BOLZANO. Sono riprese le ricerche di Fabio Trevisan, il 28enne di Laives travolto e sommerso dalla valanga sul Gran Zebrù. Le squadre si sono riportate in quota. Il compagno di escursione trentino, sfiorato e trascinato per qualche metro dal distacco, era stato recuperato ieri praticamente illeso.
Laureato in scienze agrarie e agroambientali all'Università di Bolzano con esperienze esperienze in Olanda, Austria e Svezia, il 28enne è tornato in Alto Adige per un dottorato di ricerca in ambiente e agricoltura di montagna. Attualmente lavorava nell'ateneo al centro di competenza per la salute delle piante dell'ateneo altoatesino.
Il distacco è avvenuto intorno alle 11.30 di venerdì 30 maggio e aveva coinvolto due persone nell'area del canalone sud del massiccio dell'Ortles-Cevedale. L'alpinista era rimasto sommerso dalla neve mentre il compagno era riuscito a chiamare i soccorsi (Qui articolo).
In azione il soccorso alpino di Solda, Prato e Tubre, il soccorso alpino della guardia di finanza di Silandro, i vigili del fuoco di Solda. Attivati anche tre elicotteri, Pelikan 1 e 3, e quello della guardia di finanza.

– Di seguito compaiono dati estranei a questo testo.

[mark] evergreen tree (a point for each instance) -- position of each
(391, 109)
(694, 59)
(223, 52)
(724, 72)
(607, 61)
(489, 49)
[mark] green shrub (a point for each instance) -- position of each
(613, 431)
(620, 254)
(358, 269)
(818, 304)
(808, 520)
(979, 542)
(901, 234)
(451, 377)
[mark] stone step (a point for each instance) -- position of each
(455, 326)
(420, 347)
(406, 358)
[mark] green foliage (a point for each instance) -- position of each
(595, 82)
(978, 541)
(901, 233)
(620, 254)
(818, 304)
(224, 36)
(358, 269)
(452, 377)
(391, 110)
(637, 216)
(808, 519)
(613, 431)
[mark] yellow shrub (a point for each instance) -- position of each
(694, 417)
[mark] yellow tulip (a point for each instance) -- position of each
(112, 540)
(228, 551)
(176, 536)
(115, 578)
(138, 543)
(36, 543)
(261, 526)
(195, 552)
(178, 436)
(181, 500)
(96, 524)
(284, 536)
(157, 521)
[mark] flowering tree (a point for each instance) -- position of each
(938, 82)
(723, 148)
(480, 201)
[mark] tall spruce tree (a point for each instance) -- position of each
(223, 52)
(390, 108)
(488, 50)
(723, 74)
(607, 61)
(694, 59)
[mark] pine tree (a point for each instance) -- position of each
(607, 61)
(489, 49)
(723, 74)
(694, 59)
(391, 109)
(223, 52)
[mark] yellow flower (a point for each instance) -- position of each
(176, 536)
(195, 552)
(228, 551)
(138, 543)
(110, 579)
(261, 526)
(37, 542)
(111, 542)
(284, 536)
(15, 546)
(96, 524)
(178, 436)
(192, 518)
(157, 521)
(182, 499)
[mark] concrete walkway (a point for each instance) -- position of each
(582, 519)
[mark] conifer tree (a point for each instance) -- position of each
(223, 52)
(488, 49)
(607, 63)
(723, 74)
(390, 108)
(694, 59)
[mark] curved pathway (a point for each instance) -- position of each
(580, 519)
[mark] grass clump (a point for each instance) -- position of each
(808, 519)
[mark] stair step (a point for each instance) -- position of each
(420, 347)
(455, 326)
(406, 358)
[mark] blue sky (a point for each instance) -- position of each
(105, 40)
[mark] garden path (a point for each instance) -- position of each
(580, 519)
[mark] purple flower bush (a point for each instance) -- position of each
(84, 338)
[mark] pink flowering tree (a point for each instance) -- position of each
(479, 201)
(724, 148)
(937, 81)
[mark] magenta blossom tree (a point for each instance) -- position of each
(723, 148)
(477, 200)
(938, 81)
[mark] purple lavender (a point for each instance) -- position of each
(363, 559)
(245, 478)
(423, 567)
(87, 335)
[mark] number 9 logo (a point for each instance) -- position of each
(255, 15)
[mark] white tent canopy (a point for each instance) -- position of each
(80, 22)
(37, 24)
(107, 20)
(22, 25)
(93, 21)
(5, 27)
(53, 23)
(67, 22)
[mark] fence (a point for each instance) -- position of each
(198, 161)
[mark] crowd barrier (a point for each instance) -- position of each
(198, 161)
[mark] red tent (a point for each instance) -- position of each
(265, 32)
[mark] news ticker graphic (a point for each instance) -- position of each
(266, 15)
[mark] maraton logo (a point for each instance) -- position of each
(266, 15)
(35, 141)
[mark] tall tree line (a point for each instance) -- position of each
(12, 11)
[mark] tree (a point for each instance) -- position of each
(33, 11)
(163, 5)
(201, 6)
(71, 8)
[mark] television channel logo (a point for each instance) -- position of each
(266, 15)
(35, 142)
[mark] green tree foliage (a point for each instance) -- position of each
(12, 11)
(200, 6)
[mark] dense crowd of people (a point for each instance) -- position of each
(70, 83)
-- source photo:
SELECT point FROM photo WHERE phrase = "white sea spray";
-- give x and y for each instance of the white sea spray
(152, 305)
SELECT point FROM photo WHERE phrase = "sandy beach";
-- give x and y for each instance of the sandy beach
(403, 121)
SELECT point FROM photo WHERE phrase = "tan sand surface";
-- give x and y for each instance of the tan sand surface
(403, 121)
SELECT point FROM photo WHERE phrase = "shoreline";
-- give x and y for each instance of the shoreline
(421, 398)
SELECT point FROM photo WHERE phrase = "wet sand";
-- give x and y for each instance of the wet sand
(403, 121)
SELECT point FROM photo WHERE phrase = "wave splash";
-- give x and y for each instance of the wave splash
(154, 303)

E' stato individuato il caschetto ma le condizioni a 3.857 metri erano rischiose per il rischio di ulteriori valanghe, anche a causa delle elevate temperature, così le ricerche vie terra erano state sospese. Nel pomeriggio si è cercato di localizzare il cellulare di Trevisan con le strumentazione tecniche in dotazione all'elicottero ma il forte vento non ha permesso gli avvicinamenti alla parete e così gli operatori avevano dovuto rinviare le attività.
Operazioni che sono riprese oggi, sabato 31 maggio, con l'intervento dell'elicottero della guardia di finanza e il soccorso alpino di Silandro.